All three anode traits described can be calculated from DFT-predicted ground-state thermodynamics. We explored all possible Li-ion anode reactions within the OQMD to find the optimum anode material based on these quantities, as summarized in Fig. 3. As a result of this screening process, several conversion reactions were found that exhibited high capacities, moderate voltages, and minimal volume expansion. As a promising indicator of the selective ability of our screens, one of the anode materials that passed through the screen was CoSn—which is already a known anode material,57 currently employed as the active component of Sony’s Nexelion battery (Sony Corporation, Tokyo, Japan). Sixteen potential candidate reactions were predicted, three of which stood out as being the most promising: TiP, LiSiNi2, and CoSi2.

Fig. 3
figure 3

Initial voltage and gravimetric capacity for transition metal silicides, stannides, and phosphides lithiation reactions in the OQMD. The color of the points is determined by the volume change per lithium atom for the reaction

Li2O Battery Screening

Recently, a new approach to lithium-air batteries was described by Johnson et al.58 and Trahey et al.59 in which Li5FeO4 was cycled in a cell open to oxygen. In this system, after electrochemically delithiating this material, a surprisingly high voltage was observed. This high voltage covers a large amount of capacity and is attributed to the reinsertion of Li2O units. When such novel reaction types or battery architectures are developed, it is tremendously efficient to survey the new field very rapidly using a HT DFT database because the new search space is so open to exploration. To that end, the existing database of calculated structures in the OQMD was employed to screen for other reactions involving Li2O units that may follow a similar path.26

To begin, the OQMD was used to define every possible reaction of structures which satisfies the equation

$$ ({\text{Li}}_{2} {\text{O}})_{n} \cdot ({\text{A}}_{x} {\text{O}}_{y} ) \leftrightarrow m\left( {2{\text{Li}} + \frac{1}{2}{\text{O}}_{{2({\text{g}})}} } \right) + ({\text{Li}}_{2} {\text{O}})_{n - m} \cdot ({\text{A}}_{x} {\text{O}}_{y} ) $$
(1)

where for the completeness of the search, “A” can be any compound and not just an element.

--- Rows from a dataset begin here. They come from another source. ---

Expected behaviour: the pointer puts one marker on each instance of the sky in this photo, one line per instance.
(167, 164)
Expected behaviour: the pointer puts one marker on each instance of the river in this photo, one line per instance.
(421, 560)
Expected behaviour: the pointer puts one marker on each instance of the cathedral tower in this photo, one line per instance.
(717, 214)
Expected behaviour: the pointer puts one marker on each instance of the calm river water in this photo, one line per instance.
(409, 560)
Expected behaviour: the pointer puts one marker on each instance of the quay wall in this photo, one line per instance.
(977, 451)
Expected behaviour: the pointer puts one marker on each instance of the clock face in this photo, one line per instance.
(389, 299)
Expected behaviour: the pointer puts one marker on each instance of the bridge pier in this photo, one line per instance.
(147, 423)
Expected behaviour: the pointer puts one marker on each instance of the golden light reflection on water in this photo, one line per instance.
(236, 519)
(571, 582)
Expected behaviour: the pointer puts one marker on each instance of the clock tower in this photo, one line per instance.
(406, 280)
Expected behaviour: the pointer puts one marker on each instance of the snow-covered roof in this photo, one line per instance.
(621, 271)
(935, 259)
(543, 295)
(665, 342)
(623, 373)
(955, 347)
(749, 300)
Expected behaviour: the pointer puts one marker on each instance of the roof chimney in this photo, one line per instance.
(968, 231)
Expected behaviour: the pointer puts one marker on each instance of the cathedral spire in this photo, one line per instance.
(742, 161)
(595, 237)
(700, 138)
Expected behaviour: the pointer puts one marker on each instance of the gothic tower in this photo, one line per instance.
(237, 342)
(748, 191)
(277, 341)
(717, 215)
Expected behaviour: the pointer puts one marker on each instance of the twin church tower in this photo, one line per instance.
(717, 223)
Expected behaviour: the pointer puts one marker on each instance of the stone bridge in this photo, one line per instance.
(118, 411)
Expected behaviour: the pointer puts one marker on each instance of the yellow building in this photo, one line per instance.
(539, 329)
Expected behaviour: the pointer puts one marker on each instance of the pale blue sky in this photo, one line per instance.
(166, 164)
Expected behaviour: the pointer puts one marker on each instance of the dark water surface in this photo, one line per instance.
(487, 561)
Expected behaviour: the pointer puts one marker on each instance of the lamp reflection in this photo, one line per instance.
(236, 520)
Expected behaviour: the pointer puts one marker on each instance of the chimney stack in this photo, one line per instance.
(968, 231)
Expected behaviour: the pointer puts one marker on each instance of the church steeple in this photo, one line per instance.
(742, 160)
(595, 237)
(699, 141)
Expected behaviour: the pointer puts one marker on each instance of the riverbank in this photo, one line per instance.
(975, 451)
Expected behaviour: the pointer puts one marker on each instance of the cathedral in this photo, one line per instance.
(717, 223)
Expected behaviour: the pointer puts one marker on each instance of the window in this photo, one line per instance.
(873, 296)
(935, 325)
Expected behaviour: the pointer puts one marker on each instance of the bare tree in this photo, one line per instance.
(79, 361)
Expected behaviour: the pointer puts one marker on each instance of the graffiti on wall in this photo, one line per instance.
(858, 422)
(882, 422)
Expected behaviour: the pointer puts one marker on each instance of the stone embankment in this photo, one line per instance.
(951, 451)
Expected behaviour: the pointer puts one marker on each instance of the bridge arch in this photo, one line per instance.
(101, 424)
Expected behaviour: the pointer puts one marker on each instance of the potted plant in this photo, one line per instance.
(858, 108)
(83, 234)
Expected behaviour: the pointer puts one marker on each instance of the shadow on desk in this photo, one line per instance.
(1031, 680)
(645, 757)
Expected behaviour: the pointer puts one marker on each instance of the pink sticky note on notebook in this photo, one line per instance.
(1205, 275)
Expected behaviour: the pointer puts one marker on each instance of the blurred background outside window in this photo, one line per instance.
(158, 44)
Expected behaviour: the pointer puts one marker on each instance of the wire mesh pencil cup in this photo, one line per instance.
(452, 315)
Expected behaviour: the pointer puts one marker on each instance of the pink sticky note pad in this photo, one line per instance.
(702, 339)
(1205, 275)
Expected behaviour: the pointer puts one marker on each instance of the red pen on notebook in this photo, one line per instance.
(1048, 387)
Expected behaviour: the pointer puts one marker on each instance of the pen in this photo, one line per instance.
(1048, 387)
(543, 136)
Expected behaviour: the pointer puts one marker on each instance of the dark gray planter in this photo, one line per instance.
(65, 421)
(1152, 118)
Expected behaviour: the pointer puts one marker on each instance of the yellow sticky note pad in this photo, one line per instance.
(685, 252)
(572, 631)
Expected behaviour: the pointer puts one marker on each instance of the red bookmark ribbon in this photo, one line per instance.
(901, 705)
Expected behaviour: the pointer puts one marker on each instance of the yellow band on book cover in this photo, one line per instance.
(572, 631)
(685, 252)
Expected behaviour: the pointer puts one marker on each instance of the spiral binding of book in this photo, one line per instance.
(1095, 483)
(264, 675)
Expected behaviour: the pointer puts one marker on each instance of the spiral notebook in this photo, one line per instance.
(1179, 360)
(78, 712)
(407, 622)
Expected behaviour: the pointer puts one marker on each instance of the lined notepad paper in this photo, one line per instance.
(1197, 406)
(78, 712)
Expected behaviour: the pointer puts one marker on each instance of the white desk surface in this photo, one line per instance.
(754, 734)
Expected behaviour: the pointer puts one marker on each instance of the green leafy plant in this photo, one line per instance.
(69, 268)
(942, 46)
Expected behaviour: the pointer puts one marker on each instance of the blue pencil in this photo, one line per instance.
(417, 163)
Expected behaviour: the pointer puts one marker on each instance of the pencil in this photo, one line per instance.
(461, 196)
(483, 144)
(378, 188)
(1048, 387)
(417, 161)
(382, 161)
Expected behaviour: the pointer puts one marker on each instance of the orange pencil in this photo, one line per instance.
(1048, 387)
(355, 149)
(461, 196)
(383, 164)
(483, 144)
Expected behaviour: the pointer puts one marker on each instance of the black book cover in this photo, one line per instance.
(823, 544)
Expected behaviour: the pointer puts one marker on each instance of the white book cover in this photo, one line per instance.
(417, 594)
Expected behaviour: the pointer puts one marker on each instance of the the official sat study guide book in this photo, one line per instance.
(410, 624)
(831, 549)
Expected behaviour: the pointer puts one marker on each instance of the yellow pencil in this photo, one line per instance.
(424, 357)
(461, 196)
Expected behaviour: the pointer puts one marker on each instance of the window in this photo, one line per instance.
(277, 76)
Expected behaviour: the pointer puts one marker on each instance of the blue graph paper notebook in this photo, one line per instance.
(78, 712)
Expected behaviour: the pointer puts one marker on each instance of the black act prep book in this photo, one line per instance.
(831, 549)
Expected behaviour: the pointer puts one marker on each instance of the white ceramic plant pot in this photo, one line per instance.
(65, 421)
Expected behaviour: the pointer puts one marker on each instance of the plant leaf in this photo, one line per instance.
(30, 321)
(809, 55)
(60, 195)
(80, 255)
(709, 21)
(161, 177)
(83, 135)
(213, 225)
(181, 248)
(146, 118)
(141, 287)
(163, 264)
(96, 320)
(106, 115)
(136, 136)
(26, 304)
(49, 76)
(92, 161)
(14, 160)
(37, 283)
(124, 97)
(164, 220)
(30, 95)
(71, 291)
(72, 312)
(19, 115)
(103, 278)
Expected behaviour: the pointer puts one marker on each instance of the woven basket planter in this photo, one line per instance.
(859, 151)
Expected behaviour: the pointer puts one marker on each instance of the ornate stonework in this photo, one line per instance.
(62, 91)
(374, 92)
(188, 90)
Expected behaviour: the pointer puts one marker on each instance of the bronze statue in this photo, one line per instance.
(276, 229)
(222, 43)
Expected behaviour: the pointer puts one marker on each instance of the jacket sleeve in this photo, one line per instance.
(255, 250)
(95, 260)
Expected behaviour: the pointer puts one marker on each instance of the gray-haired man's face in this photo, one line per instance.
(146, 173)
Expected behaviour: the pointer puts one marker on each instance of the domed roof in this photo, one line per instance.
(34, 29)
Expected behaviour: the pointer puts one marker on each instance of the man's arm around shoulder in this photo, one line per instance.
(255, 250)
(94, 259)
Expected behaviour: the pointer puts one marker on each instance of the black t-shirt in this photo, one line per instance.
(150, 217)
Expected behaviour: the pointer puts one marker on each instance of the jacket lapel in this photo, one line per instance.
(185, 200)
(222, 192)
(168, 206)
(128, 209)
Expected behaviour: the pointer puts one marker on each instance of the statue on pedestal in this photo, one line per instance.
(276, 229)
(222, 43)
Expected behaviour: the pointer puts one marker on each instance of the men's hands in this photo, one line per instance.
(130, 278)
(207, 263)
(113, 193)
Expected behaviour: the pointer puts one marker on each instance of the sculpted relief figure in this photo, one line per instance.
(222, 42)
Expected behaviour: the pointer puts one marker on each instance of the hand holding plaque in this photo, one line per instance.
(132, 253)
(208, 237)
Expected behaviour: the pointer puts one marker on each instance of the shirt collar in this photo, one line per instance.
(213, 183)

For instance, Li4KAlO4 in this reaction can react to form KAlO2. According to the search, 255 “A” compounds in the ICSD can satisfy Eq. 1, as summarized in Fig. 4. The stability of the compounds is then taken into account, excluding reactions that do not occur by two-phase equilibria (i.e., indirect).37,60 Last, several of additional constraints were applied to mimic the constraints on real battery materials. Reactions were terminated (I) when the reaction encountered a material with a wide DFT bandgap; (II) when the next decomposition step occurs at a high voltage, such that it might endanger the electrolyte; or (III) if the reaction passes through a region of phase equilibria containing more than two phases.

Fig. 4
figure 4

Initial voltage and gravimetric capacity for HT DFT predicted Li-ion anode reactions (Eq. 1). The color of each point indicates the widest DFT bandgap of any step in the reaction, with red indicating wide bandgap reactions and blue indicating narrow bandgap reactions. The shape of the points indicates either direct (circles) or indirect (crosses) reaction paths

This reaction enumeration process was performed under a set of very stringent requirements and again at a wider tolerance. Once the reactions were determined, the results were screened for the highest possible capacity. The best materials that were identified by the very stringent requirements are being disclosed in another publication,26 but among the rest of the results were several known expected reactions (which builds our confidence in the screening methodology), as well as several new, promising, and previously unknown reactions. For instance, the reaction that was the inspiration for this search (Li5FeO4) was recovered, which supports the selection of reaction descriptors and screening criteria. Several more reactions show potential when the less strict screening conditions are used. Among these is LiOH, which is the reaction product of Li-water cells,35,61,62 which have been observed. Also predicted is Li2CO3; it is the dead product phase of CO2 and lithia, which is the reason CO2 must be scrubbed from Li-air cells, and has also been studied as a possible battery itself.63 As a result of this study, the list of reactions that are likely worth experimental investigation has been reduced from 255 to the 10 most likely to yield high capacity and cyclability.26

HF Scavenging Li-Ion Battery Cathode Coatings

Degradation of electrodes, induced by their contact with the electrolyte, has to be suppressed to improve the capacity retention and rate capability of Li-ion batteries.64,65 Coating the cathode material is an effective remedy to retard the capacity fading upon cycling,66,67 but experimentally testing all coating candidates for a given cathode is a resource-demanding task that requires fabrication, cycling, and disassembly of the batteries. We have recently performed an HT DFT screening of metal oxide cathode coatings for Li-ion batteries to predict promising coatings a priori.28 The hydrogen-fluoride (HF) scavenging capability of the coating materials was chosen as the primary design attribute because the highly corrosive HF present in conventional LiPF6-based electrolytes is known to attack the cathode and trigger the dissolution of redox-active metal ions into the electrolyte.64,68 Contemporary battery technology requires functional coatings that can preferentially react with HF in presence of the cathode,69 beyond what is expected from a simple protective barrier. We employ the OQMD to scan for materials that can serve as HF scavengers.28

For an oxide coating \( \left( {{\text{M}}_{x} {\text{O}}_{\frac{1}{2}} } \right), \) a generic HF-scavenging reaction producing its conjugate fluoride (M x F) can be written as

$$ {\text{M}}_{x} {\text{O}}_{\frac{1}{2}} + {\text{HF}} \to {\text{M}}_{x} {\text{F + }}\frac{1}{2}{\text{H}}_{2} {\text{O}} $$
(2)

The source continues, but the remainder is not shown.